Interrogée sur la perspective d'une pénurie d'énergie en Suisse, la cheffe d'entreprise tempère: "La probabilité d'un problème majeur d'approvisionnement énergétique est plus basse que ce qu'on a pensé il y a deux mois."

Elle estime toutefois que les craintes n'étaient pas totalement infondées. "Il y a des mesures qui ont été prises et qui donnent aujourd'hui un résultat", dit-elle. Des mesures préventives indispensables, selon elle, pour éviter une coupure de courant généralisée: "On ne peut pas s'imaginer ce que ça voudrait dire pour la Suisse... Voir un pays industriel mondialement réputé sans électricité, c'est inacceptable!"

Pas un débat nouveau

Pour Suzanne Thoma, les ménages ont un rôle à jouer dans cet effort, car leur consommation peut être diminuée sans conséquence sur la production industrielle, notamment au niveau du chauffage. "On a un peu plus froid, c'est désagréable, mais les conséquences sont limitées. Mais ce n'est pas à moi de donner des recommandations à la population."
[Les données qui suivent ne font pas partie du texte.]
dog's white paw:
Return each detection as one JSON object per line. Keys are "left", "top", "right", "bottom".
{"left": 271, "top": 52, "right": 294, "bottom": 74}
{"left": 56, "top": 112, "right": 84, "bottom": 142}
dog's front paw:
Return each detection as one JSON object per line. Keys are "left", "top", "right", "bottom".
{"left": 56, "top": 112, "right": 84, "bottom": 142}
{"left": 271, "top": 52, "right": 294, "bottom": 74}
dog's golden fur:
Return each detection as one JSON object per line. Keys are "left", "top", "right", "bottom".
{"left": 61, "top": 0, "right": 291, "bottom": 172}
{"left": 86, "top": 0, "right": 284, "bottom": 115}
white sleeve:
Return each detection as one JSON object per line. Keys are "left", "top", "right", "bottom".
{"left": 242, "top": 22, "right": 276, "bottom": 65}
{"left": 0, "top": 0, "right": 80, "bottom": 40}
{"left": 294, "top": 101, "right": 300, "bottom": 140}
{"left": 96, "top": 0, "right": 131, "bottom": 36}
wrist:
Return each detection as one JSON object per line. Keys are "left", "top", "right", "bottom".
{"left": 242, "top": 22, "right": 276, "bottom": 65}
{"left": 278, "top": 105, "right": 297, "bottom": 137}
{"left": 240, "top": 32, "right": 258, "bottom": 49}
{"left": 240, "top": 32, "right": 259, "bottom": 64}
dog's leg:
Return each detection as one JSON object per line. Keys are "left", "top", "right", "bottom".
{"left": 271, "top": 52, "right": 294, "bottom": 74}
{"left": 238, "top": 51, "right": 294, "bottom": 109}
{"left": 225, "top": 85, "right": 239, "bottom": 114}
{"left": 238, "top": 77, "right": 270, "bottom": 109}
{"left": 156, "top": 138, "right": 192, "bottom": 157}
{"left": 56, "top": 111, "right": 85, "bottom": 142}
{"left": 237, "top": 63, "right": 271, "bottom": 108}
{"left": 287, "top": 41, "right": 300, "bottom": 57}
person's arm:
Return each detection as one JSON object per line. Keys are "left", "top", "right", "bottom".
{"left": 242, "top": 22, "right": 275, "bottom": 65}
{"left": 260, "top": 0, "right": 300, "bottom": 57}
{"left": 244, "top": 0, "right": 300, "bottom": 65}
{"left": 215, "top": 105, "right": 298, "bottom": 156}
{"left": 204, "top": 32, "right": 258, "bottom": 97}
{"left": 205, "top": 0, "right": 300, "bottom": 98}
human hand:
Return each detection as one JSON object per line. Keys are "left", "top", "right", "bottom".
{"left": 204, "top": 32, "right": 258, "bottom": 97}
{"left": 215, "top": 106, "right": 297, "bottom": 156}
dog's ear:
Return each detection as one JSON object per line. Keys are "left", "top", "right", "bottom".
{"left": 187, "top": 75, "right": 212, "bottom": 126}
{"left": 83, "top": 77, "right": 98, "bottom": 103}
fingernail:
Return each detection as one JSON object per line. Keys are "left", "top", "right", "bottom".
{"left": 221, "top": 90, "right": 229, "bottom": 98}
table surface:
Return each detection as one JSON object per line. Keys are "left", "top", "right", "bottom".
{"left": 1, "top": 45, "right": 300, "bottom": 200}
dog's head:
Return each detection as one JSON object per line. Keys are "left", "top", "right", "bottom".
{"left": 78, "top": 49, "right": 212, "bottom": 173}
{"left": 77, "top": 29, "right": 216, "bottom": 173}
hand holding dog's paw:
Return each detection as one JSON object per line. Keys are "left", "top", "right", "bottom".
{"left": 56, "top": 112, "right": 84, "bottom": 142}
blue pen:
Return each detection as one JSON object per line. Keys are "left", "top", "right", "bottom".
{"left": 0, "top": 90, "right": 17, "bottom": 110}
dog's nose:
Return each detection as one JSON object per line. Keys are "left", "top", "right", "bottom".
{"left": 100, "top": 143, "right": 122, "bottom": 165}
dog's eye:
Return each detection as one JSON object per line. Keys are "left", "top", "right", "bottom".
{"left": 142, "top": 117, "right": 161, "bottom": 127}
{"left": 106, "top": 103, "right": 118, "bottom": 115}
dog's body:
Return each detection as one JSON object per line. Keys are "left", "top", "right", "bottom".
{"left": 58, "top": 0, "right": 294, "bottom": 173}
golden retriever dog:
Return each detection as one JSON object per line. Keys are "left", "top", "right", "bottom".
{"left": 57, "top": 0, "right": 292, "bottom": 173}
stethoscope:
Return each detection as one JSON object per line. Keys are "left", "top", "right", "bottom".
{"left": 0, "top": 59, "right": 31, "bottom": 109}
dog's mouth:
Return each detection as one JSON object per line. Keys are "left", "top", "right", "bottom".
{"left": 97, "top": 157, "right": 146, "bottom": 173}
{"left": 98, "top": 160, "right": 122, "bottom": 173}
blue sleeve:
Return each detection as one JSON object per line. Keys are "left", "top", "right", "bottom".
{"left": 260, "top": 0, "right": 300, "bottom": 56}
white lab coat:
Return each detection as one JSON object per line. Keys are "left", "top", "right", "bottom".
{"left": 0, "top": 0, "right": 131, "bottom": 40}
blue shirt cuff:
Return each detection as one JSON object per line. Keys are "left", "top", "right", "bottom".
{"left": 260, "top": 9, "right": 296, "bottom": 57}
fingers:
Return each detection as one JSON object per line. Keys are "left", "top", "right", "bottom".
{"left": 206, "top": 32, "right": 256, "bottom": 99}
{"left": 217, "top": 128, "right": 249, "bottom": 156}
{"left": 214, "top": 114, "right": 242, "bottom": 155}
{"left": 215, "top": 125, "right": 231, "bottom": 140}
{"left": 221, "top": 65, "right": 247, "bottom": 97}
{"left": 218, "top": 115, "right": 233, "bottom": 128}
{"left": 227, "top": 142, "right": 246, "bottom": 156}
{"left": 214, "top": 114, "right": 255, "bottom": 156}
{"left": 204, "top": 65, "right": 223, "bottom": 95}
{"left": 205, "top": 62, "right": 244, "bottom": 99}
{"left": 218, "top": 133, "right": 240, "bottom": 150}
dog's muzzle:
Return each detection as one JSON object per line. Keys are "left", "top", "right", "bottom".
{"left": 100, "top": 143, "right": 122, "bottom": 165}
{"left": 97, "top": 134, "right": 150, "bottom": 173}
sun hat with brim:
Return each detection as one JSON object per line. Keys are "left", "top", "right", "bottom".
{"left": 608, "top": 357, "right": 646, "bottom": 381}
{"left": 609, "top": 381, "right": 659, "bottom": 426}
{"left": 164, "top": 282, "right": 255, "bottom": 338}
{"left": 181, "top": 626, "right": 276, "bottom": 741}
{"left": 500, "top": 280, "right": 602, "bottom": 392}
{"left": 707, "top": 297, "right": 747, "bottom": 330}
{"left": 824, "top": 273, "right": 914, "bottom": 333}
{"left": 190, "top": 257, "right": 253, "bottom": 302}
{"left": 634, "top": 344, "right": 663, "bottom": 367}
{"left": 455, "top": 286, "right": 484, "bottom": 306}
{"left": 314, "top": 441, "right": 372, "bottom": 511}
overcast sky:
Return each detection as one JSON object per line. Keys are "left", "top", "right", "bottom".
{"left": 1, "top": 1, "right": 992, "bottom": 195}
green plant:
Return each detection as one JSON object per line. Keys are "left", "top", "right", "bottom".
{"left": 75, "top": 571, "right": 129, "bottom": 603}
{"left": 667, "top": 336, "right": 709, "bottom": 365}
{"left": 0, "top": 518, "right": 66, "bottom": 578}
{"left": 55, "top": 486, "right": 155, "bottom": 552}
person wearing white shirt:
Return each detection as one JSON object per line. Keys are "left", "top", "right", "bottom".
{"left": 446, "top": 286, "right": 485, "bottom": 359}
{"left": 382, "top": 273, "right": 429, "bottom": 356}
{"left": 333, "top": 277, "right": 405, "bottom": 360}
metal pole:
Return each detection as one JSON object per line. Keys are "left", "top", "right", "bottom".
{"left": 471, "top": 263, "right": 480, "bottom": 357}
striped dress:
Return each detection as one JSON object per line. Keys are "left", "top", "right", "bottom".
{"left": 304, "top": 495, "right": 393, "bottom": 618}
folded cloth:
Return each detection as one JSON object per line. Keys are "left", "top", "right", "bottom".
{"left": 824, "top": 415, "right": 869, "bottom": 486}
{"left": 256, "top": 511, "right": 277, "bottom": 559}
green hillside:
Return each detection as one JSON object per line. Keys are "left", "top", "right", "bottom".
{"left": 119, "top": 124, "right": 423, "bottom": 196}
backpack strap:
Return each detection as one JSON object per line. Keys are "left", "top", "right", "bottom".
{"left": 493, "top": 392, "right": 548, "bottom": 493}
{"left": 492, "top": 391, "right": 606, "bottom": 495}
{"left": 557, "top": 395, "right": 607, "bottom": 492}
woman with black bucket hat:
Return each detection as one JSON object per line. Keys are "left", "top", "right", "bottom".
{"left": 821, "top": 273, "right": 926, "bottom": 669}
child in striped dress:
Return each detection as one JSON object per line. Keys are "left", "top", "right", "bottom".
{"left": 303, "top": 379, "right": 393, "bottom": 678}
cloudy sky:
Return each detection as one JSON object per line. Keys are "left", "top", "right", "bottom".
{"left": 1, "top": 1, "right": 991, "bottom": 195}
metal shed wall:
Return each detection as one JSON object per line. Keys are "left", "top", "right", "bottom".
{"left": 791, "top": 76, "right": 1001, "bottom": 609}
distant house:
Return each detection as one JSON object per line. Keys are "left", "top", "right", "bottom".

Elle souligne par ailleurs que la crainte d'une pénurie d'électricité ne tombe pas de nulle part. "Dans l'industrie, il se disait déjà qu'on pourrait avoir une pénurie d'électricité pour 2025-2026. On parlait alors de limitations sur l'importation d'électricité de la France et de l'Allemagne. Donc la surprise, c'est le moment, pas le fait que ça arrive."